18 Dec 2013
Christmas of 1996 was a good time for our family and a challenging time for me. We had two wonderful children, family and friends that supported us, and my husband had a job he loved. That was the good part. The not-so-good part was that I was always tired, often cranky, and found it hard to keep up with my kids because of my morbid obesity.
Fortunately, that was the last Christmas I would be morbidly obese because soon after that Christmas I went on a healthy weight loss plan and lost 158 pounds. Goodbye, morbid obesity. Hello living life at a healthy weight.
The challenges of weight loss during the holidays are well understood. Candy everywhere you turn, frequent social gatherings, and the busyness of the season make it hard to stick with your weight loss plan.
An often under-discussed aspect of weight loss during the holidays is how to balance your family traditions with your weight loss goals. Especially family traditions that deal with food.
Many families have strong feelings that certain foods should be included in holiday meals and even stronger feelings that everyone should eat those foods. This can create pressure on you to go off of your weight loss plan to make the people in your family happy.
I experienced this pressure firsthand the Christmas that I was in the midst of my weight loss plan. Friends who always hosted a cookie exchange made me feel guilty for coming to the party without taking home any cookies. Family members inadvertently made me feel badly when I turned down the sweet potato casserole smothered with marshmallows in favor of a green salad. And even my patient husband expressed confusion when I refused to make five desserts and instead just chose one.
I learned that family traditions are strong, rooted in expectations, and often feel sacred. I bucked the trend of eating with abandon and caused some hurt feelings without meaning to. But, I also lost weight over the Christmas holidays, and that made me happy.

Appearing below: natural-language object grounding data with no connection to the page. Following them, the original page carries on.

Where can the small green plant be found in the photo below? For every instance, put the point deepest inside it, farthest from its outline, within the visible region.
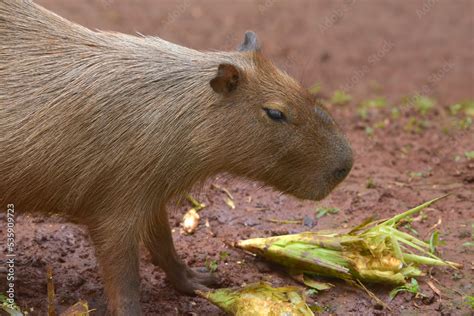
(370, 183)
(416, 125)
(363, 113)
(223, 255)
(340, 97)
(470, 243)
(469, 154)
(411, 287)
(470, 301)
(465, 123)
(369, 131)
(465, 107)
(323, 211)
(434, 241)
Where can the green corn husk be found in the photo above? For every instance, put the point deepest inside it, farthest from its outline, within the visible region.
(374, 251)
(259, 299)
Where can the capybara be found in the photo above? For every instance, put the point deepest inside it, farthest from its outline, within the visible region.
(105, 128)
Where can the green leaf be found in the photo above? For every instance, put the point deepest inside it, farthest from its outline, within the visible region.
(323, 211)
(434, 241)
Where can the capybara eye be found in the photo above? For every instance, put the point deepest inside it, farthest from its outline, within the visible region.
(275, 114)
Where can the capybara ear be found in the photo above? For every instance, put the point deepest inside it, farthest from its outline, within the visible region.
(226, 80)
(250, 43)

The quest to balance family food traditions with your weight loss goal should be undertaken with care. Your goal should be to gently help your family understand what you need while staying true to your weight loss plan.
Over the 15 years that I’ve maintained my weight loss, I’ve experienced 15 Christmases. Even though I’ve been doing this a long time, I still have to tread carefully when dealing with family food traditions.

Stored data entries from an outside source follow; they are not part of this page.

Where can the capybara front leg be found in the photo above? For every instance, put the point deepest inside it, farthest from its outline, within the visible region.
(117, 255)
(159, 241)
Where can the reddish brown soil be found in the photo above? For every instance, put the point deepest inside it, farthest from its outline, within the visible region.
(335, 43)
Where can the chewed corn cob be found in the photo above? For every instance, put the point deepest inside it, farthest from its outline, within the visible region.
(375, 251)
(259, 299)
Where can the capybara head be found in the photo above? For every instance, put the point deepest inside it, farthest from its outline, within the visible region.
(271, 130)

I’ve put together a list of suggestions that have helped me and for you to consider as you balance your weight loss goals with your family’s traditions.
1. Communicate Openly
Do not be afraid to talk to your family about your goals and family traditions. Pick a time when everyone is relaxed and ask if you can talk about foods that will be at the holiday gatherings. Explain that you are not asking for every food item to be changed, but wanted to make certain you would have some dishes that fit within your weight loss plan.
2. Offer to Help
After talking to your family and friends, offer to help with the food by bringing healthy dishes that everyone will love and fit within your dietary guidelines.
3. Prepare for Resistance
In an ideal world everyone in your family will support your desire to make some changes or additions to the holiday food. However, you may meet some resistance. Prepare yourself for this by imagining how you will react if you meet resistance. I would encourage you to stay loving and calm but firm.
4. Stay Firm in Your Resolve
Whether you meet resistance or have your family’s full support, remain firm in your resolve. Resist giving into family members who push food on you, eat foods that you enjoy and meet your dietary guidelines, and say “No, thank you,” when you need to.
The holidays during my initial weight loss experience were the hardest because my family and friends were not accustomed to be caring what foods were around. However, in spite of some initial resistance most of them were supportive. As the years went by, everyone accepted my new healthy eating lifestyle as part of who I am. I hope your family will too.
Did you have to change any family food traditions when losing weight?